Supply Chain Fears Amid Container Shortage

A US rating firm has warned the economic slowdown is placing pressure on global supply chains as stocks of containers, used to ship goods across the world, are running out.

Kroll Bond Rating Agency (KBRA) has released new research on how the coronavirus (COVID-19) pandemic is impacting the marine container industry.

It warned the global spread of COVID-19 is impacting multiple aspects of global trade, including shipping.

“China is the world’s largest exporter of goods and accounts for 40% of the container shipping business,” said the firm. “In 2019 alone, the US imported approximately $452 billion worth of goods from China.

“Factory shutdowns in that country, as well as the curtailment of production because of quarantines implemented to slow the virus, resulted in supply chain disruptions that led to containers accumulating at various ports. In addition to supply shortages from factory closures, many municipalities outside of China have initiated lockdowns resulting in a decline in demand and consumer spending.”

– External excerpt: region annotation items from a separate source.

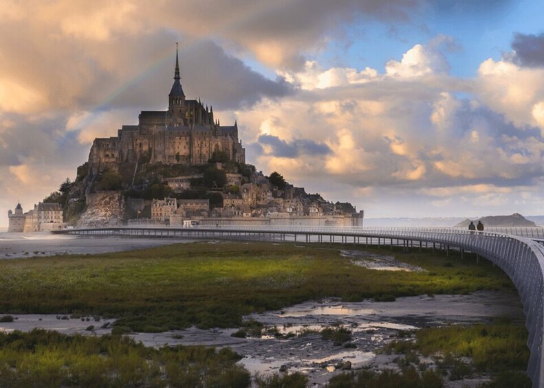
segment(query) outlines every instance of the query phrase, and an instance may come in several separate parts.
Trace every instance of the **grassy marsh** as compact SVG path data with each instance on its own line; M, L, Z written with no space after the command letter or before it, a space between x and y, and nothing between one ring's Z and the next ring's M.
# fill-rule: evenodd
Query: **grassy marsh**
M347 301L513 287L498 268L433 255L386 253L422 272L365 269L340 255L347 246L195 242L93 255L0 261L0 312L101 315L125 330L195 325L239 327L243 315L307 300Z
M225 348L146 347L124 336L0 332L0 387L238 387L251 376Z

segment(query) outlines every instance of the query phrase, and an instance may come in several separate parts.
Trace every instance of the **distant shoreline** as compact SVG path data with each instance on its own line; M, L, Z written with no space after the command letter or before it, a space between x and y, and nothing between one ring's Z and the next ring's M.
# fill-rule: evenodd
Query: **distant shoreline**
M50 232L0 231L0 260L124 252L192 241L181 238L83 238L56 236Z

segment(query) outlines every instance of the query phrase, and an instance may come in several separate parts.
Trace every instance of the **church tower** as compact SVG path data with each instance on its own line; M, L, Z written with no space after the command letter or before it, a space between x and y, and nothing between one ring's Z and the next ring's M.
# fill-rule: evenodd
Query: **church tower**
M174 71L174 84L168 94L168 112L166 112L166 126L179 126L186 125L185 122L185 93L183 93L179 82L179 62L177 59L177 43L175 44L175 71Z

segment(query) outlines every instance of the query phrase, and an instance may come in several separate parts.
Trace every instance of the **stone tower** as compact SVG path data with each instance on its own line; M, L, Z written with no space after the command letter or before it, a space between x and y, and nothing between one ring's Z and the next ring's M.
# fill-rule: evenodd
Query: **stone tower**
M8 212L8 219L9 220L8 231L21 232L24 231L26 216L23 214L23 207L21 206L21 203L17 203L15 207L15 213L11 210Z
M175 70L174 84L168 94L168 113L166 126L179 126L186 125L186 108L185 106L185 93L179 82L179 62L177 59L177 43L175 44Z

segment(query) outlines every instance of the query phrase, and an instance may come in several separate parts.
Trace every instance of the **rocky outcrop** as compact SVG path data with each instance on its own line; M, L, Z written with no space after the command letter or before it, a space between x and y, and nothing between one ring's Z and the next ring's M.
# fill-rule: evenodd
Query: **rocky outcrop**
M532 221L530 221L521 214L519 213L514 213L510 216L490 216L488 217L482 217L476 220L466 219L455 225L456 227L468 227L468 224L470 221L473 221L476 224L478 221L481 221L484 227L536 227L536 224Z
M87 194L87 205L76 225L77 228L120 225L124 221L124 198L118 192Z

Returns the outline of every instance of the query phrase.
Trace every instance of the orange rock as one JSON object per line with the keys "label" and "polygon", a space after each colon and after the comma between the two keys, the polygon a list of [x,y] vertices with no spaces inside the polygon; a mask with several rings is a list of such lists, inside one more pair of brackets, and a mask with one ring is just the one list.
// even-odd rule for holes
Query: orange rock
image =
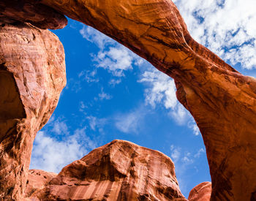
{"label": "orange rock", "polygon": [[196,42],[170,0],[42,0],[93,26],[175,79],[202,133],[212,200],[256,197],[256,80]]}
{"label": "orange rock", "polygon": [[34,139],[66,84],[64,53],[27,24],[2,24],[0,39],[0,200],[21,200]]}
{"label": "orange rock", "polygon": [[123,140],[96,148],[66,166],[46,188],[36,191],[29,199],[187,200],[169,157]]}
{"label": "orange rock", "polygon": [[211,193],[211,183],[203,182],[194,187],[189,195],[189,201],[209,201]]}
{"label": "orange rock", "polygon": [[57,175],[44,170],[29,170],[26,182],[25,197],[30,197],[35,191],[44,189]]}
{"label": "orange rock", "polygon": [[37,0],[0,1],[0,24],[26,22],[40,29],[58,29],[67,24],[64,15]]}

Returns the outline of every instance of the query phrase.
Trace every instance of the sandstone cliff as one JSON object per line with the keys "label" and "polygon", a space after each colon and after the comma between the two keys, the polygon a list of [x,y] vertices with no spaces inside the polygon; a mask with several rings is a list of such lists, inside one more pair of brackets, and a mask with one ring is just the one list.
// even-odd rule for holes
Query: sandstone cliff
{"label": "sandstone cliff", "polygon": [[[56,23],[38,11],[42,4],[53,10],[48,18]],[[173,77],[177,97],[203,137],[212,200],[256,200],[256,80],[197,43],[170,0],[4,0],[0,11],[0,197],[21,197],[35,134],[65,83],[56,37],[17,21],[57,29],[67,23],[62,14],[106,34]]]}
{"label": "sandstone cliff", "polygon": [[0,39],[0,200],[21,200],[34,139],[66,84],[64,53],[56,36],[29,24],[2,23]]}
{"label": "sandstone cliff", "polygon": [[[41,175],[37,181],[44,186],[45,172],[37,172]],[[29,177],[29,189],[34,183],[31,180]],[[94,149],[66,166],[45,189],[29,196],[28,200],[187,200],[169,157],[123,140]]]}
{"label": "sandstone cliff", "polygon": [[191,191],[188,200],[189,201],[208,201],[211,194],[211,183],[203,182],[195,186]]}
{"label": "sandstone cliff", "polygon": [[212,200],[256,199],[256,80],[196,42],[170,0],[42,0],[175,79],[202,133]]}

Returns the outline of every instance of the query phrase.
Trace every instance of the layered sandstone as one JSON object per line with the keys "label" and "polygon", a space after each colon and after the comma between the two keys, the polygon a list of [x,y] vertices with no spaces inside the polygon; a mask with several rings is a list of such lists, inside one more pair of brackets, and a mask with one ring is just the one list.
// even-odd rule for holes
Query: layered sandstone
{"label": "layered sandstone", "polygon": [[43,189],[56,176],[56,173],[39,170],[29,170],[26,186],[25,197],[30,197],[34,191]]}
{"label": "layered sandstone", "polygon": [[189,192],[189,201],[209,201],[211,193],[211,183],[203,182],[195,186]]}
{"label": "layered sandstone", "polygon": [[0,23],[30,23],[40,29],[58,29],[67,24],[64,15],[37,0],[1,0]]}
{"label": "layered sandstone", "polygon": [[169,157],[127,141],[114,140],[66,166],[28,200],[187,200]]}
{"label": "layered sandstone", "polygon": [[177,97],[203,137],[212,200],[256,199],[256,80],[196,42],[170,0],[41,3],[98,29],[174,78]]}
{"label": "layered sandstone", "polygon": [[0,200],[22,200],[34,139],[65,83],[56,35],[29,24],[0,26]]}
{"label": "layered sandstone", "polygon": [[[15,18],[4,4],[28,1],[1,1],[1,20],[23,21],[30,11],[24,14],[20,6]],[[204,140],[212,200],[256,200],[256,80],[194,41],[170,0],[31,1],[96,28],[173,77],[177,97]],[[34,25],[40,27],[44,20],[39,21]],[[1,24],[0,197],[18,200],[24,191],[35,133],[50,117],[65,83],[64,52],[48,31]]]}

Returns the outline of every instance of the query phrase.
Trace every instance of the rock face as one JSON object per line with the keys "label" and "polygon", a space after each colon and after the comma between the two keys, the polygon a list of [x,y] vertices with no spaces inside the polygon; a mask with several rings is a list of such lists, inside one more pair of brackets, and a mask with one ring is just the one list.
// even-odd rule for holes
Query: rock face
{"label": "rock face", "polygon": [[203,182],[194,187],[189,195],[189,201],[209,201],[211,193],[211,183]]}
{"label": "rock face", "polygon": [[28,200],[187,200],[179,190],[169,157],[129,142],[114,140],[66,166]]}
{"label": "rock face", "polygon": [[[10,8],[8,2],[20,6]],[[47,18],[34,19],[34,13],[40,18],[45,12],[30,12],[27,2],[1,1],[1,20],[50,28],[42,23]],[[211,199],[256,200],[256,80],[241,75],[197,43],[170,0],[31,2],[94,27],[174,78],[177,97],[203,137],[212,178]],[[13,10],[18,11],[17,16]],[[27,18],[26,13],[32,16]],[[18,200],[24,191],[35,133],[49,118],[65,83],[64,52],[48,31],[1,24],[0,197]]]}
{"label": "rock face", "polygon": [[0,21],[10,23],[26,22],[40,29],[58,29],[65,27],[67,18],[53,9],[37,0],[1,0]]}
{"label": "rock face", "polygon": [[170,0],[42,0],[175,79],[202,133],[212,200],[256,199],[256,80],[196,42]]}
{"label": "rock face", "polygon": [[35,191],[43,189],[57,174],[39,170],[29,170],[26,182],[25,197],[30,197]]}
{"label": "rock face", "polygon": [[65,84],[56,36],[29,24],[0,26],[0,200],[22,200],[34,139]]}

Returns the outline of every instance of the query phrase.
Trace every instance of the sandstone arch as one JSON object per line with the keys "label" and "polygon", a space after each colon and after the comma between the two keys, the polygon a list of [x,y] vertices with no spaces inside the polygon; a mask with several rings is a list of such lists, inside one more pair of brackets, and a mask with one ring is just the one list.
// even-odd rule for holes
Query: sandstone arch
{"label": "sandstone arch", "polygon": [[98,29],[174,78],[177,97],[204,140],[211,200],[254,199],[256,80],[197,43],[170,0],[39,1]]}

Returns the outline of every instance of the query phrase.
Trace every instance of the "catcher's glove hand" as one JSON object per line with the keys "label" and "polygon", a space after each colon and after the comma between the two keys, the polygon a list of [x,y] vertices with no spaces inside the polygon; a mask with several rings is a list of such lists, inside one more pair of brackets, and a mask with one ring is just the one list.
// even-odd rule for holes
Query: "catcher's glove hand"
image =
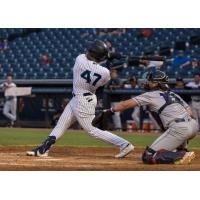
{"label": "catcher's glove hand", "polygon": [[108,115],[113,115],[114,112],[112,109],[100,110],[99,113],[92,120],[92,125],[97,126],[99,123],[103,121],[103,118]]}

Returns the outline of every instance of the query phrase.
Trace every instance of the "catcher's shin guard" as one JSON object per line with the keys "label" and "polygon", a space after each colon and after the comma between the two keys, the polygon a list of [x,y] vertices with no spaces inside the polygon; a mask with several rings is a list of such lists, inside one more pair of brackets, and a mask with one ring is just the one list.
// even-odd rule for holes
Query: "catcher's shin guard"
{"label": "catcher's shin guard", "polygon": [[36,147],[32,151],[27,151],[28,156],[44,157],[48,156],[50,147],[56,142],[55,136],[49,136],[39,147]]}
{"label": "catcher's shin guard", "polygon": [[147,147],[142,155],[145,164],[174,164],[177,160],[184,157],[185,151],[168,151],[165,149],[154,151]]}

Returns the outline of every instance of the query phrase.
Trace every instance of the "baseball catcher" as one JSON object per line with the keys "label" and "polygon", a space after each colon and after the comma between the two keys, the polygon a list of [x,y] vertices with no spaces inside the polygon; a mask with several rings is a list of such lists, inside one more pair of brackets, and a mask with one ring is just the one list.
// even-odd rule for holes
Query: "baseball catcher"
{"label": "baseball catcher", "polygon": [[[146,164],[188,164],[195,158],[195,153],[189,152],[186,145],[188,140],[196,136],[198,123],[188,104],[169,90],[167,82],[168,77],[164,72],[149,72],[145,84],[148,92],[103,111],[114,113],[147,105],[151,111],[157,113],[165,132],[145,149],[142,160]],[[93,123],[100,119],[98,116]]]}

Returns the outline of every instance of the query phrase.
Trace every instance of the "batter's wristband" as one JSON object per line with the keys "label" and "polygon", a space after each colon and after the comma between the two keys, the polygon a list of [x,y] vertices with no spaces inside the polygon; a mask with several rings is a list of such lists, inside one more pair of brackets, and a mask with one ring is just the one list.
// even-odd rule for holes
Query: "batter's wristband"
{"label": "batter's wristband", "polygon": [[111,107],[111,108],[110,108],[110,111],[111,111],[112,113],[114,113],[114,112],[115,112],[115,110],[114,110],[114,108],[113,108],[113,107]]}

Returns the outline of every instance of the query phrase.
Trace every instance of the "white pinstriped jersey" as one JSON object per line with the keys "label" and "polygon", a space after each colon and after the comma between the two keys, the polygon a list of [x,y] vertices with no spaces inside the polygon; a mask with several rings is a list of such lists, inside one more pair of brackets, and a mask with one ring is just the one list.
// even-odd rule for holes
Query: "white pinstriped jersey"
{"label": "white pinstriped jersey", "polygon": [[93,93],[110,80],[110,71],[94,61],[87,59],[85,54],[76,58],[73,68],[73,93]]}
{"label": "white pinstriped jersey", "polygon": [[[15,83],[10,83],[8,84],[7,82],[4,82],[0,85],[0,88],[3,88],[3,90],[5,91],[6,89],[8,88],[11,88],[11,87],[17,87]],[[10,100],[10,99],[16,99],[15,96],[12,96],[12,97],[6,97],[6,100]]]}
{"label": "white pinstriped jersey", "polygon": [[180,101],[180,103],[173,103],[168,105],[160,114],[161,121],[164,127],[167,127],[170,122],[176,118],[184,118],[188,115],[186,109],[189,105],[177,94],[170,92],[164,93],[160,90],[145,92],[133,98],[139,106],[148,105],[149,109],[154,112],[158,110],[169,100]]}
{"label": "white pinstriped jersey", "polygon": [[[192,81],[192,82],[187,83],[186,86],[191,88],[191,89],[198,89],[198,88],[200,88],[200,83],[195,83],[194,81]],[[200,96],[199,95],[192,95],[191,99],[193,101],[199,101]]]}

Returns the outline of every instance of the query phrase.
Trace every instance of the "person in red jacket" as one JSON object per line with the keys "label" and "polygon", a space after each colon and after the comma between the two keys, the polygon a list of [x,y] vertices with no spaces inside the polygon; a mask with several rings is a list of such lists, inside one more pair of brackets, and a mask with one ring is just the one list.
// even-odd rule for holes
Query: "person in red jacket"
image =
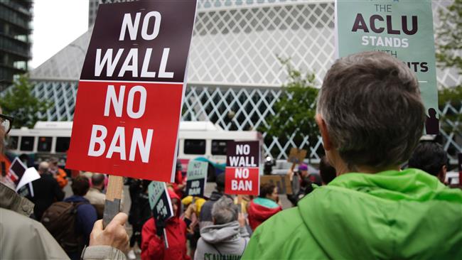
{"label": "person in red jacket", "polygon": [[168,248],[166,249],[163,237],[156,233],[154,217],[150,218],[141,231],[141,259],[189,260],[186,249],[186,223],[180,219],[180,197],[170,189],[168,195],[172,202],[173,217],[166,222],[166,232]]}
{"label": "person in red jacket", "polygon": [[263,222],[282,210],[279,201],[277,187],[271,183],[260,186],[260,195],[250,202],[247,208],[252,230],[255,230]]}
{"label": "person in red jacket", "polygon": [[184,196],[184,190],[186,187],[186,178],[183,176],[181,170],[181,163],[179,160],[176,161],[176,173],[175,174],[175,182],[171,183],[171,187],[175,190],[175,193],[182,199]]}

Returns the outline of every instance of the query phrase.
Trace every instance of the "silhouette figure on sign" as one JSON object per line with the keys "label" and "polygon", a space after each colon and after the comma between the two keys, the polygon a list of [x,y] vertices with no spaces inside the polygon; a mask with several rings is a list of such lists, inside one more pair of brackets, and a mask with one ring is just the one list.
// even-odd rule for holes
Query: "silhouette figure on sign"
{"label": "silhouette figure on sign", "polygon": [[429,109],[429,115],[425,122],[426,134],[438,134],[439,133],[439,121],[436,118],[436,111],[434,109]]}

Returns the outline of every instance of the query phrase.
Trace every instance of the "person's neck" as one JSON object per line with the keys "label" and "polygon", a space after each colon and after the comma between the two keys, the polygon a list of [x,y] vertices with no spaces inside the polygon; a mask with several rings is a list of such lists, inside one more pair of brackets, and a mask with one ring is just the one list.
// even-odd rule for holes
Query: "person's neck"
{"label": "person's neck", "polygon": [[[336,169],[336,168],[335,168]],[[366,166],[355,166],[353,168],[348,168],[345,164],[339,167],[339,170],[337,170],[337,175],[340,175],[341,174],[348,173],[370,173],[374,174],[380,173],[386,170],[399,170],[399,166],[392,166],[382,168],[374,168]]]}

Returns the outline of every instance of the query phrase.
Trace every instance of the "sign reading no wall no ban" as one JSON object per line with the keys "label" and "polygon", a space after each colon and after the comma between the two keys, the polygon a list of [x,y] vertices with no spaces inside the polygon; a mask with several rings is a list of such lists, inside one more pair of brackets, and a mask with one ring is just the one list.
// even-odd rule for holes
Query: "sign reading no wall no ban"
{"label": "sign reading no wall no ban", "polygon": [[172,181],[196,1],[100,5],[66,167]]}

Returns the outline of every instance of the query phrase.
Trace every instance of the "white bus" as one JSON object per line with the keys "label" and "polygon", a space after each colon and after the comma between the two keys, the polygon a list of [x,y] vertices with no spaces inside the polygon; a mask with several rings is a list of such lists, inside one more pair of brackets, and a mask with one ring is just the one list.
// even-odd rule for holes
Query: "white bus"
{"label": "white bus", "polygon": [[[38,121],[31,129],[11,129],[7,148],[16,155],[33,154],[36,164],[55,156],[60,158],[60,166],[64,166],[72,127],[72,121]],[[183,170],[189,160],[198,158],[225,163],[228,141],[259,141],[263,147],[262,134],[257,131],[225,131],[210,121],[180,122],[178,158]]]}

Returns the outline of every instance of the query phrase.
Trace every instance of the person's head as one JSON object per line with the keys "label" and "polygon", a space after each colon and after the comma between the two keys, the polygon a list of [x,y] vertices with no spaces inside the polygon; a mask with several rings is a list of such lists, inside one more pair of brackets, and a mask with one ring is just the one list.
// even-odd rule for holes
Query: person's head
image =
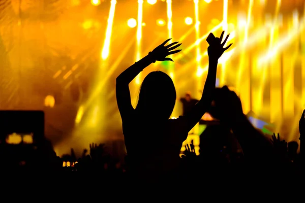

As a result, many freight sailings have been cancelled (also known as blank sailings) through May.

The issue currently is that while employees are returning to work and factories are restarting in China, retailers in the US and other western nations are being forced to close and not taking deliveries, creating further issues.

“Although shipping volume has decreased, there is reportedly a current shortage of available containers in the industry,” said KBRA. “The earlier shutdown in China caused a shortage of port workers, causing a dislocation where containers were unloaded at less popular ports that are atypical stops for major shipping lines.

“Now the shipping lines have containers anchored at ports with no customers to fill them, as the ships are not returning to the aforementioned ports, and it can cost as much to transport an empty container as the container itself.

Additionally, in the US many retailers have closed stores and have stopped taking deliveries, so containers are not moving inland and are piling up at West Coast terminals. Combined with the increase in blank sailings, this has caused substantial logistical challenges.

“The availability of marine containers at major ports outside of China, located in Hamburg, Rotterdam, Antwerp, and Long Beach, are at the lowest levels ever recorded. There are reports of exports running behind as much as two months, as China cancels sailings. This stress on the supply chain is extending delivery wait times and increasing costs along the way, including container per diem rates.”

The research said the expectation is that as the logjam clears the supply chain disruptions will dissipate. This should result in the shortage eventually turning to surplus as supply exceeds demand, but there is significant uncertainty regarding the long-term economic impact that this crisis will have on the global economy. Historically, dry container boxes have more volatile lease rates as they carry manufactured goods subject to shifts in economic cycles. Reefer containers, on the other hand, are historically less affected by slowdowns in the global economy as they typically carry necessities such as food.

“While these patterns are expected to repeat themselves, the current situation surrounding COVID-19 is unprecedented,” added the firm.